‘Crazy Rich Asians’ Doesn’t Speak for the Entire Asian Experience (Guest Blog)

Author William Gee Wong argues that the new hit rom-com is a welcome sign of progress in Hollywood — with an imperfect message

Crazy Rich Asians
Warner Bros

At its core, “Crazy Rich Asians” is a romantic comedy with a happy ending, a genre I usually avoid. But I went to see it because I found Kevin Kwan’s book of the same title deliciously delightful in how it satirized the super-rich Singapore Chinese and because the movie has become a political and cultural phenomenon.

The movie has led the Hollywood box office since its release on August 15. That’s happy news for the creative and business forces behind the movie and book. These folks were undoubtedly anxiety-ridden about whether a major Hollywood film with an all-Asian cast would break through in an America that is only 6 percent Asian American. About 40 percent of the early movie audiences in the U.S. were of Asian descent.

Some Asian American journalists and critics have gone gaga over the film because it shows Asian and Asian American actors in leading and supporting roles. It even has Asian men being the object of sexual fantasies (suggested, not explicit) of beautiful Asian women, a rarity in Hollywood films.

This issue of not being represented well on the big screen has nagged at Chinese Americans and other Asian Americans for a long time. When the civil rights movement of the 1960s and 1970s unleashed the plaintive voices of various American minority communities, newly emboldened Asian American activists, mainly in California and New York, cried out for, among other things, more and better “media” representation, meaning TV and movies.

Complaints bubbled up about lack of starring roles for Asian American actors, to say nothing of the absence of Asian American-themed stories. San Francisco-native filmmaker Arthur Dong’s “Hollywood Chinese” documentary tells well the spotty and racist history of Chinese American representation in Hollywood films.

Wayne Wang’s “The Joy Luck Club,” based on Amy Tan’s best-selling book, broke through the yellow glass ceiling 25 years ago. Now, it appears “Crazy Rich Asians” is doing the same, but with greater impact because the Asian American population is larger, more mature, and has social-media platforms to keep informed and in touch in ways nonexistent a quarter century ago.

As uplifting as the film may be to Asian Americans and Hollywood moneybags that see nothing but green, “Crazy Rich Asians” is hardly a perfect vehicle.

For one thing, it can — and probably will be — used as a confirming stereotype that brands all Asians and Chinese as super-rich. That stereotype is already out there, in America and all over the world, especially for ethnic Chinese.

It’s true that some Singapore Chinese are wealthy beyond imagination, as are a growing number of mainland China and Taiwan Chinese, and Chinese Canadians and Chinese Americans.

Most of us, however, are not. Many of us may certainly aspire to having more money and maybe fame, but a lot us won’t get there, and that’s all right.

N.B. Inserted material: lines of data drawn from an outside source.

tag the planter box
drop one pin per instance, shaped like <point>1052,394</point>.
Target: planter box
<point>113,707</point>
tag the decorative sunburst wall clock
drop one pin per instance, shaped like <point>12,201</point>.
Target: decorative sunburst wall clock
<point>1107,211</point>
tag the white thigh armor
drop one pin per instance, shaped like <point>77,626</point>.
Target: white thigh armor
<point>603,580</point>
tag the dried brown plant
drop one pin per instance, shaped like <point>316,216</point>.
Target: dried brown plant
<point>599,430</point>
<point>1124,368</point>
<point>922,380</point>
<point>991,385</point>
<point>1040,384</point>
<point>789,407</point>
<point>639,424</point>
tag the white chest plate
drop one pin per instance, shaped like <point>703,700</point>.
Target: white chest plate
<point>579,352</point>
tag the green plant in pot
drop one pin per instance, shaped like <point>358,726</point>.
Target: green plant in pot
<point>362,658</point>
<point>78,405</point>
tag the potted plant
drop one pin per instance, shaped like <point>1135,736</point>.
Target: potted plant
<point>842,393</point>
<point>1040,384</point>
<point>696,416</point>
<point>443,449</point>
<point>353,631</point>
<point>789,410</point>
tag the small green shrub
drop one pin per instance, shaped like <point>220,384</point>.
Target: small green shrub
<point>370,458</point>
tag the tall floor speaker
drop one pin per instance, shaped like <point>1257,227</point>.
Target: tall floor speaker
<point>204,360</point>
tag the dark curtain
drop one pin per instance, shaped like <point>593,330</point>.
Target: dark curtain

Moreover, the book and movie’s title use of the word “Asian” is quite misleading, as the story told is only about Singapore Chinese, with a nod to Hong Kong Chinese and Shanghai Chinese. That leaves out many Asians all over the world, most of whom are poor, working class — or middle class at best.

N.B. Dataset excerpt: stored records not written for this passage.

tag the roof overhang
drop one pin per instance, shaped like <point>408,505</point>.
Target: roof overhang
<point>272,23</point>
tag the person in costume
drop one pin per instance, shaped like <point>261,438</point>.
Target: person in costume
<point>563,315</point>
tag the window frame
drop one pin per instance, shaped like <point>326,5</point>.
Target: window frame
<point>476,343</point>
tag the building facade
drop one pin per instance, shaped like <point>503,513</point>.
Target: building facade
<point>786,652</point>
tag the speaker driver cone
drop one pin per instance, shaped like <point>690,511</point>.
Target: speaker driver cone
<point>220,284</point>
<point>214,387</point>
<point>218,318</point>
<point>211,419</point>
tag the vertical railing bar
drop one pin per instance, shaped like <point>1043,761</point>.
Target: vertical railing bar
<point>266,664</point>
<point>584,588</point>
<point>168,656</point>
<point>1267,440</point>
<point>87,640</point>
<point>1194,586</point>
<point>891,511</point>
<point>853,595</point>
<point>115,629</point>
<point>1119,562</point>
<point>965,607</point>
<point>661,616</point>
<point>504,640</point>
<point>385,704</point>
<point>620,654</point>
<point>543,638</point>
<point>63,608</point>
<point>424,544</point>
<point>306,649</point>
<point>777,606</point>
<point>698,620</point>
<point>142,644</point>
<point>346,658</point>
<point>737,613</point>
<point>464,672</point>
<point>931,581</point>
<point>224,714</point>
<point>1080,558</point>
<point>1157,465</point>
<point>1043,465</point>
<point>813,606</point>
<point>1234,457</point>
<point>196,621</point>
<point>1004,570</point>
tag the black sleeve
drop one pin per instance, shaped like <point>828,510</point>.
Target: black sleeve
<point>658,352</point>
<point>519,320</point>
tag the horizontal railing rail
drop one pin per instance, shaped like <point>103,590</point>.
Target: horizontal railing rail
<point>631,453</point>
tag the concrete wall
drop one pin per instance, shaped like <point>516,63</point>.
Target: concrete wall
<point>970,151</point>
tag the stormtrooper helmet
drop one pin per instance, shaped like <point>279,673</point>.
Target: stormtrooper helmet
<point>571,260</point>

Even before the movie is released in Singapore, where it is set, non-Chinese Singaporeans — Indians and Malays — have complained that the movie and book don’t include them. Ethnic Chinese make up three-fourths of the 5.6 million Singapore population.

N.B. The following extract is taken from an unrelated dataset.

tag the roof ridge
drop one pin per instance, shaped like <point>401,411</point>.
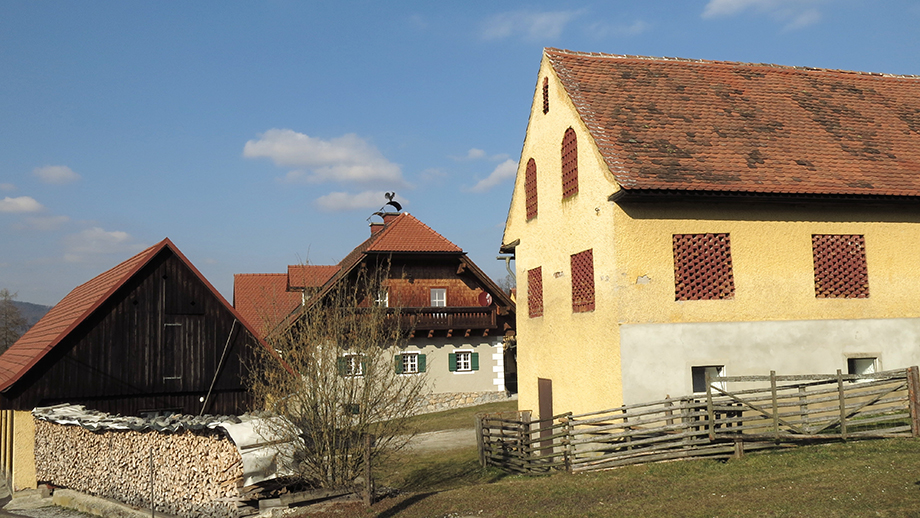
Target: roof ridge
<point>553,50</point>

Author Kevin Kwan, a Singaporean-American, and director Jon Chu, a Chinese American, have rightfully asserted that this is a specific story about certain Asian upper classes, and it can’t and shouldn’t be thought to represent all Chinese and Asians.

I also want to push back on the putdown of Chinese Americans that pops up in “Crazy Rich Asians.” Michelle Yeoh’s character, Eleanor Young, the snotty, steely mother of the male lead, doesn’t like her son’s girlfriend, Rachel Chu (Constance Wu), a Chinese American economics professor at New York University.

Eleanor, superbly played by Yeoh, hires a private investigator to check Rachel’s background and finds that Rachel wasn’t even American-born, but was six months old when her mother brought her to America, and that Rachel’s father is mysterious and certainly unworthy of the haughty Young family of Singapore.

Eleanor tells her husband in the book, not the movie: “…Her family comes from some ulu ulu [remote, far from civilization in Malay] village in China that nobody has ever heard of…they were most likely working class. In other words, they are PEASANTS.”

Ah, peasants, my kind of people, much like those I grew up around the Chinatown of Oakland, Calif., in the 1940s and 1950s!

What exactly does Eleanor Young object to about Chinese Americans and other Americans? “They just want to be happy,” or words to that effect.

And, really, what is wrong with that?